Sure, I know that non-gambling interests can be ownership in Vegas but I have my doubts that a team in LV won’t be influenced by gambling to some greater or lesser extent.
My key gripe is that other “gamblers” were allowed in. Nothing pisses me off more than rules applied inconsistantly.
Let him in to the HoF, but never allow him to “suit up” again, in any capacity.
Keep in mind that the whole Cobb/Speaker incident was before the Hall existed. The knowledge only came out later and as you can see many baseball fans still don’t know about it.
Jim
Ding!
As a lifetime Cincinnatian and a mild Reds fan, I’ve got this to say:
Fuck him.
I’d almost be willing to let him in to the Hall, if only to get the local media to shut the hell up about it.
He’s also a complete jackass and probably a certifiable moron. He’s warped the hell out of his kid - really, don’t you think Petey would have been better off, oh I dunno, going to college or something?
Fuck him, and fuck him again.
What happened with his son? I know there was a big scandal recently, but I’ll be damned if I can recall it.
You’re likely speaking of Pete Jr.'s involvement in distribution of the steroid GBL to minor league teammates in Chattanooga.
Not really. Most HOF inductees are there on account of the Old Timers’ Committee or whatever it’s called; they’re not hindered by a time limit.

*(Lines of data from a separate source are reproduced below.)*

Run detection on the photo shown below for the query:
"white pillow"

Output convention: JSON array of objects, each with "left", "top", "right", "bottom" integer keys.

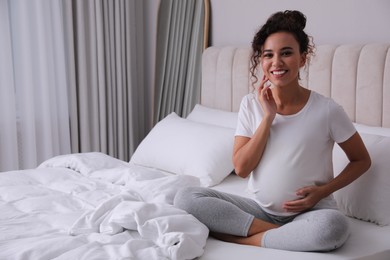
[
  {"left": 354, "top": 123, "right": 390, "bottom": 137},
  {"left": 333, "top": 133, "right": 390, "bottom": 226},
  {"left": 130, "top": 112, "right": 235, "bottom": 187},
  {"left": 187, "top": 104, "right": 238, "bottom": 129}
]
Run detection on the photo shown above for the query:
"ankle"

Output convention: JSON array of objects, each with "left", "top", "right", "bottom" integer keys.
[{"left": 248, "top": 218, "right": 279, "bottom": 236}]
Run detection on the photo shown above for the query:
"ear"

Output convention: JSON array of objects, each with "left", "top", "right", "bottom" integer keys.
[{"left": 300, "top": 52, "right": 307, "bottom": 67}]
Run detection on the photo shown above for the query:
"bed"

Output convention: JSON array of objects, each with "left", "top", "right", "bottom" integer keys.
[{"left": 1, "top": 44, "right": 390, "bottom": 260}]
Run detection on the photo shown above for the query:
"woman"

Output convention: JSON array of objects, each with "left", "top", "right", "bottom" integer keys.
[{"left": 174, "top": 10, "right": 371, "bottom": 252}]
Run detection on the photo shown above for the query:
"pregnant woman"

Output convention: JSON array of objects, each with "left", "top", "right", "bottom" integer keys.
[{"left": 174, "top": 10, "right": 371, "bottom": 252}]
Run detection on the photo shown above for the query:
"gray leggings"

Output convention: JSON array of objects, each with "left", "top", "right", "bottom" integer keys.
[{"left": 174, "top": 186, "right": 350, "bottom": 252}]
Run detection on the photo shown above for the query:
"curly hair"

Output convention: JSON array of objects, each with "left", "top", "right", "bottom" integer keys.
[{"left": 250, "top": 10, "right": 315, "bottom": 85}]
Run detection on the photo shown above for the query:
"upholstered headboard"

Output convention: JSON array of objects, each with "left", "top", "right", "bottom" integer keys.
[{"left": 201, "top": 44, "right": 390, "bottom": 128}]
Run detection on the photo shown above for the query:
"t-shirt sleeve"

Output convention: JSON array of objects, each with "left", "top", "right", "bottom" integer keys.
[
  {"left": 328, "top": 100, "right": 356, "bottom": 143},
  {"left": 235, "top": 96, "right": 253, "bottom": 137}
]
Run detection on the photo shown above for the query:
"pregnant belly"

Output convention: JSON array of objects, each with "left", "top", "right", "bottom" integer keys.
[{"left": 253, "top": 174, "right": 309, "bottom": 215}]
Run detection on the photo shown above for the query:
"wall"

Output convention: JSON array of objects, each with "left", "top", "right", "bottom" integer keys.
[{"left": 209, "top": 0, "right": 390, "bottom": 47}]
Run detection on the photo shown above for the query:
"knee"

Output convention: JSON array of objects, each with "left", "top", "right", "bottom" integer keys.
[
  {"left": 314, "top": 210, "right": 350, "bottom": 251},
  {"left": 173, "top": 186, "right": 203, "bottom": 213}
]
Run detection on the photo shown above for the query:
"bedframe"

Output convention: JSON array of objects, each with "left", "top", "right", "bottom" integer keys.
[{"left": 1, "top": 44, "right": 389, "bottom": 260}]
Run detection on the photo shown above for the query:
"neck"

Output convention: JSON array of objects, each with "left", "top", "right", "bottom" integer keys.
[
  {"left": 271, "top": 84, "right": 310, "bottom": 115},
  {"left": 272, "top": 83, "right": 305, "bottom": 105}
]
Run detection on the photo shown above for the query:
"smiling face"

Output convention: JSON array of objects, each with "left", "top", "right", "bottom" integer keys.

I kinda like jrfranchi’s idea: if it’s a lifetime ban, let 'em in after they’re dead, if you can make the case then.
Not wishing to pick a nit with you, my OP was based in part on an article which included this:
Bolding mine.
It’s his final year to be on the ballot, but that doesn’t mean he can’t ever be in the HoF after this year, the Old Timer’s Committee could still vote him in. Which, I think, is even a longer shot than he has going for him now. You think people who are already in the Hall want Rose to sully their group?
Bolding mine. Jimsox is right on target: it’s Rose’s last opportunity to be voted in by the sportswriters. If I’m counting right, the Old Timers Committee under its various names and in its assorted incarnations (e.g. the Committee on Baseball Veterans) has been responsible for the induction of 136 people into the HoF. During the 1990s, for instance, Veterans Committee inductees outnumbered those from the sportswriters’ ballot by 25 to 14.
Just looking at the 1990s group, a lot of the Veterans Committee inductees were managers (Durocher, Weaver), umpires (Nestor Chylak), or execs (Veeck), but many of them were players that the sportswriters had already passed over (Bunning, Cepeda, Lazzeri, etc.). (A whole lot of them were names I don’t recognize at all - are they players? managers? execs? - which reinforces Bill James’ point that a Hall of Fame inductee ought, at the very least, to be famous. But that’s a whole 'nother discussion.)
As the first link says, as of 2001, they replaced the Veterans Committee with the living membership of the HoF. They have essentially the same powers, but seem less willing to use them in the willy-nilly fashion the old committee did, thank goodness. Still, they would have the right to induct Rose anytime he became eligible - for instance, in the year after his death.